By Michaël Bikard
Ideas often emerge as twins. Newton and Leibniz famously claimed to have invented calculus around the same time. Darwin and Wallace stumbled upon the idea of evolution through natural selection even though they were working on different continents. Bell and Gray both claimed to have invented the telephone in letters that arrived at the US Patent Office on the very same day. Hollywood observers might have noticed that very similar movies—think “No Strings Attached” and “Friends with Benefits”—often come out within a few months of each other (McIntosh 2018).
The phenomenon of twin ideas has been known for centuries (Merton 1961) yet remains something of a mystery. It clearly tells us something about how new ideas emerge, but what? And what are its implications for researchers interested in studying creativity and innovation?
I explore these questions in an article published in Strategic Management Journal, which begins by outlining how simultaneous discoveries can be used to conduct “twin studies of new ideas”. The intuition underlying this method is simple. In the same way as human twins enable us to understand the impact of the environment on people (since they essentially have the same genetic material), “twin studies of ideas” can help us understand how different environments shape the future of an idea.

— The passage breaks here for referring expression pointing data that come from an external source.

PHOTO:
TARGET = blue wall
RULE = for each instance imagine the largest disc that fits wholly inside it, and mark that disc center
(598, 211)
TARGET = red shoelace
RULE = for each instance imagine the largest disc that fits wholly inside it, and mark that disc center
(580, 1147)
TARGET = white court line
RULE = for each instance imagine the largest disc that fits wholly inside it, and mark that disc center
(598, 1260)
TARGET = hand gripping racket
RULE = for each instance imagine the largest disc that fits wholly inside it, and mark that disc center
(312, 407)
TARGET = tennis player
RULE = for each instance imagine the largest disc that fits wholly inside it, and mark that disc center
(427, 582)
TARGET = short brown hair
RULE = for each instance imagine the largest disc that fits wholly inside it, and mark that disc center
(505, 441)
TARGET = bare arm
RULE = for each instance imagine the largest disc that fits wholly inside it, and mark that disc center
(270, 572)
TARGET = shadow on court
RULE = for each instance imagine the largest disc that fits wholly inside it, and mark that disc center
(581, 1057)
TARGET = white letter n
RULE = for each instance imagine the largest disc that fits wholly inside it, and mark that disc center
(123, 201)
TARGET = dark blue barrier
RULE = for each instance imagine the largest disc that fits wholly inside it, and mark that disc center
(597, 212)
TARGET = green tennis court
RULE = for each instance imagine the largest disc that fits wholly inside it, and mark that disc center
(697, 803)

The paper outlines what is meant by the notion of an idea whose time has come, or is “in the air”. Previous studies have highlighted the role of the scientific and technological frontiers, which vary little even across large geographic distances, and the importance of cognitive frames—ways of seeing the world—that can be shared by different people living hundreds of miles away from each other (e.g., Kuhn 1959). The phenomenon of idea twins suggests that creativity and innovation are not purely intellectual processes that take place in the minds of geniuses. Rather, they develop at the intersection between the mind of the individual and the world they live in. People have the same ideas because they live in the same world.
Idea twins can also teach us a lot about how new ideas are rewarded. In a society that emphasizes science and technology – notably in the business world – coming second could carry a hefty price tag. Idea twins can be used to examine this assumption in detail. While Elisha Gray never achieved the fame and fortune of Alexander Graham Bell, co-discoverers are not always forgotten (e.g., Cozzens 1989).
In the paper I describe an algorithm that makes it possible to collect datasets of idea twins in science systematically and in an automated manner using open sources. A century ago, Ogburn and Thomas (1922) at Columbia University published the first large scale dataset of idea twins. Their list sparked criticism, and this may have thwarted the development of a fruitful stream of literature on the topic. By listing thousands of recent instances in the article, I hope to revive their heritage and inspire future research on this fascinating phenomenon.
Cozzens, Susan E. 1989. Social Control and Multiple Discovery in Science: The Opiate Receptor Case. State University of New York Press.
Kuhn, Thomas S. 1959. ‘Energy Conservation as an Example of Simultaneous Discovery’. In Critical Problems In The History Of Science: Proceedings Of The Institute For The History Of Science, 321–56. Madison, WI: The University of Wisconsin Press.
McIntosh, Steven. 2018. ‘The Strange Phenomenon of “Twin Films”’. BBC News, 2 April 2018, sec. Entertainment & Arts. https://www.bbc.com/news/entertainment-arts-43371881.
Merton, Robert K. 1961. ‘Singletons and Multiples in Scientific Discovery: A Chapter in the Sociology of Science’. Proceedings of the American Philosophical Society 105 (5): 470–86.
Ogburn, William F., and Dorothy Thomas. 1922. ‘Are Inventions Inevitable? A Note on Social Evolution’. Political Science Quarterly 37 (1): 83–98.